What is it about beauty pageants that captures the popular imagination? Our reporters try to make sense of it all
Brenda Atkinson: Miss South Africa 1997
The Miss South Africa competition at the Sun City Superbowl last weekend was a model of new South African behaviour. While the VIP guests below the stands exchanged rainbow kisses, audience members from far- flung regions of the country whistled and cheered for their flavour of the year. It was a bit like the rugby, only with nicer people.
“Please show the girls what a good time you’re having,” someone on the distant stage told us, after explaining that this was a live television broadcast. And could the Johannesburg guests please put away their “Gauteng earrings” (that’s cell-phone jewellery for you lesser types).
The show began with a flourish. The stage set – neo-classical meets New Age Egypt – was soon swarming with lithe male bodies, half-naked or swathed in rich fabrics, in the company of exotic parrots, horses and Great Danes.
A clutch of butch slave-boys carried Cleopatra, alias Peggy-Sue Khumalo, on stage – a nice touch honouring her and heralding the end of her year-long reign.
Then “the girls” themselves appeared in black evening dresses by Chris Levin. Unfortunately, from a fashion perspective, Levin’s understated creations were to be the last with any style or dignity. Once designers Marc and Michael took over, one had the impression that the figures on stage were parrots on acid. Or, as someone next to me pointed out: “they look like they’ve just popped out of a cake.”
The three hosts for the evening, Ursula Stapelfeld, Simon Jones and Tshepo Mobona did their best to appear spontaneous, despite a script that contained such nation-a-go-go gems as “Madiba, you are the authentic African beauty!”
Ursula explained that the prejudging had occurred the day before, when each contestant had spent time alone with all of the judges. “The prejudging contributes 70% of the score totals,” said Ursula.
Then a voice-over introduced the contestants, telling us what geniuses they were. The message was clear: okay, so they may be in swimsuits rather than power-suits right now, but these are power-women who know where they’re going, have degrees, could be president (except Madiba’s prettier), and so on.
Now, it’s not that I object to beauty competitions per se. It’s just that the dishonesty about what they really are makes Hustler magazine more palatable.
Porn is about down-and-dirty sex and is proud of it; Miss South Africa is about brains, personality, and motivation, and good looks are a surprising coincidence.
Not from where I was sitting. I might not have been able to see much, but I could hear quite a bit.
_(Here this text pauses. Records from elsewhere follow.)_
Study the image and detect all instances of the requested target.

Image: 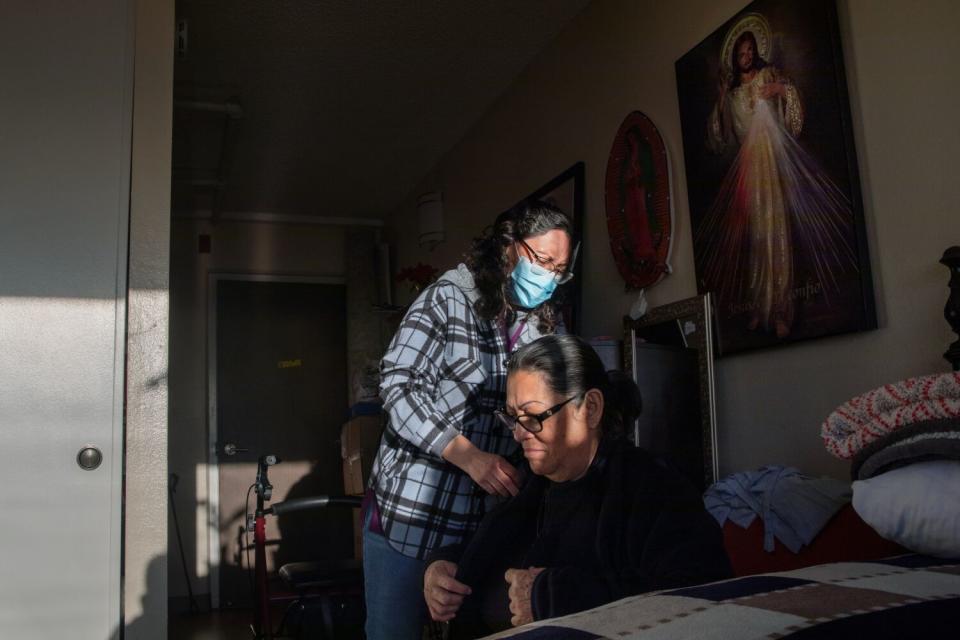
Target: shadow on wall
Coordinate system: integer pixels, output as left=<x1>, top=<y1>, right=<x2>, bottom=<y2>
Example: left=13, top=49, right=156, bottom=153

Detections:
left=116, top=555, right=167, bottom=640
The soundtrack went something like this: wolf whistles. “Hey man, take it off! She’s too fat. Big hips, hey? Lose the gown, baby! Eish, she’s hot.” Et cetera. The Miss SA PR types might think that taking the “beauty” out of “beauty contest” makes it “respectable”, but as far as the men and women of the audience were concerned, this was very much about cellulite and sexiness.
The intelligence of these women is not in doubt – Miss Gauteng Jessica Motaung’s sassy response to lecturer and judge Joseph Diescho’s question about the death penalty had the crowds roaring approval. Perhaps this was a bit too sassy to win the title, and another indication that a sharp mind is not the basis for judging.
The point is, why not accept that this is as much about beauty as brainy ambition, and take the flak from there? Instead, we have yet another excuse for nation- building, wreathed in PC platitudes that slip more easily than false boobs. That said, the SABC-produced show – done on the same budget allocated to the organisation for the project in 1989 – was slick and professional, with a glam camp sensibility and a great sense of humour.
Keith Pfeiffer, executive producer, is deservedly chuffed. “We had four months to pull it altogether once it was ours,” Pfeiffer explains, “and only two days to rehearse on the finished stage set.”
He describes winning entrant Kerishnie Naiker as “great – a lot like Michelle Bruce – very determined and energetic”. Naiker’s speech to the VIP dinner guests – including such political heavies as Tokyo Sexwale and Ronnie Kasrils – seemed heartfelt, if brief. And despite rumours about the political expediency of having a first-time Indian winner, Naiker is a looker whom the audience loved.
So the ideological agenda of the Miss South Africa competition is skin-deep. There was fun to be had . And, as a friend whispered after the show: “I wouldn’t mind arranging a foam party for some of those extras. In my bedroom.”